I poured the contents into her cupped palms. She jumped, but didn’t drop it. She turned slowly toward the candle, as if more light would make it less repulsive. “What is it?”

“It’s a heart.”

She looked at me, eyes wide inside their dark circles. “A human heart?” she whispered.

I shrugged. “Maybe.”

At least it had been once, when a rough-hewn sailor washed ashore on a beach five centuries earlier. And when I’d attacked the Dwarf in his little sanctuary, pinned him with my weight and used my knife to carve the organ from his chest, deep down I truly thought it would turn out to be a normal human heart. Certainly the hot blood that spewed from him seemed mortal, as did his terrified screams for help. Thanks to his overconfidence, though, there was no one in the house to hear them.

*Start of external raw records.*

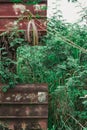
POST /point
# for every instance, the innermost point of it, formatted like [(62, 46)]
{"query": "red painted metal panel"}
[(10, 13)]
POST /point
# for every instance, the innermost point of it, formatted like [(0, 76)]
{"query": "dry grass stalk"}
[(31, 28)]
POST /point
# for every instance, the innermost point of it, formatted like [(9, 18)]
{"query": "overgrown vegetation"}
[(61, 62), (63, 68)]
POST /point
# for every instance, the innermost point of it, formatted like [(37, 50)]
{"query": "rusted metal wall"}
[(10, 12), (24, 107)]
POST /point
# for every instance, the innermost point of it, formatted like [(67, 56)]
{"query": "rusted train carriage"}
[(26, 106)]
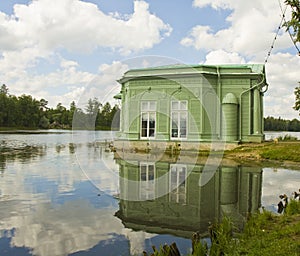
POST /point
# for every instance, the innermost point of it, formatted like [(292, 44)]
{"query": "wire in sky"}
[(288, 30), (278, 29)]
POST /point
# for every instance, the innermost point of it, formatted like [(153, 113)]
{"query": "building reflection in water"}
[(233, 191)]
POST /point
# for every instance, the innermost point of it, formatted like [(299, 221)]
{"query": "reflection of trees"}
[(10, 151)]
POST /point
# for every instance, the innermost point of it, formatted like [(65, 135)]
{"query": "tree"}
[(4, 89), (294, 22), (297, 100)]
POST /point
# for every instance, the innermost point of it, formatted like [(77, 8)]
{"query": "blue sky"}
[(64, 50)]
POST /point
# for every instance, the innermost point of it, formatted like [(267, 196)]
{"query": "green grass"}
[(264, 234), (281, 152)]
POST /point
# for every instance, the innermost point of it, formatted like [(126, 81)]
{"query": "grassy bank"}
[(281, 151), (264, 234)]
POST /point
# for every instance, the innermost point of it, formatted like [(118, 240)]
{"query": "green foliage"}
[(282, 151), (279, 124), (293, 207), (297, 99), (287, 137), (27, 112)]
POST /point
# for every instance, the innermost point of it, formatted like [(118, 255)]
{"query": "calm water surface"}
[(61, 194)]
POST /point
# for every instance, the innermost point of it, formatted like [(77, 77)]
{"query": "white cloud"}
[(79, 26), (37, 33), (223, 57), (252, 28)]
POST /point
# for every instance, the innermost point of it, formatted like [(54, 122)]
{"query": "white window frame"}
[(178, 187), (148, 109), (147, 182), (180, 111)]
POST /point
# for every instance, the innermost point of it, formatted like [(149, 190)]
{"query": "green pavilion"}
[(191, 105)]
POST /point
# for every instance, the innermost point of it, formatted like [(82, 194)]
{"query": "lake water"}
[(64, 193)]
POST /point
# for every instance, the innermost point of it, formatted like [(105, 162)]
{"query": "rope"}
[(278, 29), (288, 30)]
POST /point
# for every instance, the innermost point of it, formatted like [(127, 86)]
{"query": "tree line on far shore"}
[(26, 112), (279, 124)]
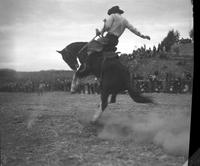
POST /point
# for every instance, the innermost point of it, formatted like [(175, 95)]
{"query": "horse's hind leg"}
[(103, 105)]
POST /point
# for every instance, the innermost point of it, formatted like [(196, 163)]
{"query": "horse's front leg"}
[(103, 105)]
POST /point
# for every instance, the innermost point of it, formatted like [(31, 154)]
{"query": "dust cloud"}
[(169, 131)]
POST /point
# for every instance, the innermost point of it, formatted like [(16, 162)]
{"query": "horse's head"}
[(70, 59)]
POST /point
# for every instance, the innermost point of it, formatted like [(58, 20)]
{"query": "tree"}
[(171, 38), (185, 41)]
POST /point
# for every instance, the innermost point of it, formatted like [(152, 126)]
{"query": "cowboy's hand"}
[(98, 33), (147, 37)]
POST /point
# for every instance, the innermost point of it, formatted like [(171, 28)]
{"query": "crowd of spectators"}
[(153, 83)]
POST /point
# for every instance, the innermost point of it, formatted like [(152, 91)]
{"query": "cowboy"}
[(114, 25)]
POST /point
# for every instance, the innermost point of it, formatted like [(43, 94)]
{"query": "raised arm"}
[(107, 24), (135, 31)]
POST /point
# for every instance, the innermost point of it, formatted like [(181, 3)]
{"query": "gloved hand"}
[(98, 33)]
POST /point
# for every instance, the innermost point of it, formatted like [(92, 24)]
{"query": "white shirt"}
[(116, 24)]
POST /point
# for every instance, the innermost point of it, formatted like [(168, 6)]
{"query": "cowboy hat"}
[(115, 9)]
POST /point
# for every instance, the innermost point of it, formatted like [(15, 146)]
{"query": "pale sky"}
[(32, 30)]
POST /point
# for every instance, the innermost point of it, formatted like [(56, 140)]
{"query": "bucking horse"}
[(113, 75)]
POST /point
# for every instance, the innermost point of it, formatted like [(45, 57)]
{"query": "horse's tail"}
[(137, 96)]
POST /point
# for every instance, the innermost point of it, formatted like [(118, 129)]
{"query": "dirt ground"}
[(54, 130)]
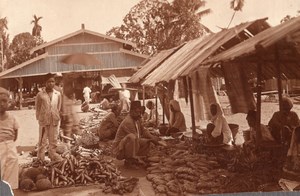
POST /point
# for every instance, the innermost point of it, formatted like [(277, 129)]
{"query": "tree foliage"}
[(157, 24), (4, 40), (21, 46)]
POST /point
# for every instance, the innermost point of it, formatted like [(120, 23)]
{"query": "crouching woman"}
[(132, 141), (218, 130)]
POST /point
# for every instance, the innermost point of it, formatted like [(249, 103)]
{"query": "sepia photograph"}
[(149, 97)]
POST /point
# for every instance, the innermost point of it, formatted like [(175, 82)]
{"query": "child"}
[(8, 136)]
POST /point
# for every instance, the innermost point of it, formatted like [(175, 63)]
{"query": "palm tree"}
[(3, 27), (36, 30), (236, 5)]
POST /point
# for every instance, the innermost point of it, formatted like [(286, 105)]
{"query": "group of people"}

But it wasn’t until I held the bloody thing in my hand and stood up that I realized the full extent of Epona’s curse. Five hundred years earlier she’d doomed him to a life of unending pain and torment; that meant that even though I’d removed his most essential living organ, he would not die. He writhed on the floor, experiencing every moment of the agony that would’ve long ago killed anyone else. The sounds he made barely qualified as human.

“You bastard! ” he finally gasped. His hands flopped like the fins of a landlocked bass. “I have… all of your life… to get you back for this!”

I looked at the heart, then at the man without it. For the first time in this whole nasty business, I was absolutely sure I was right. “Remember what you said about information? You gave out a little too much. You told me how to kill you.”

His back arched, and blood poured from the ragged gash in his chest. “You… can’t kill me, you… asshole! ” he spat through clenched teeth.

“You’re right.” Although I was covered in blood, in my head I was somewhere very calm, completely clear about what I needed to do. “And I won’t.”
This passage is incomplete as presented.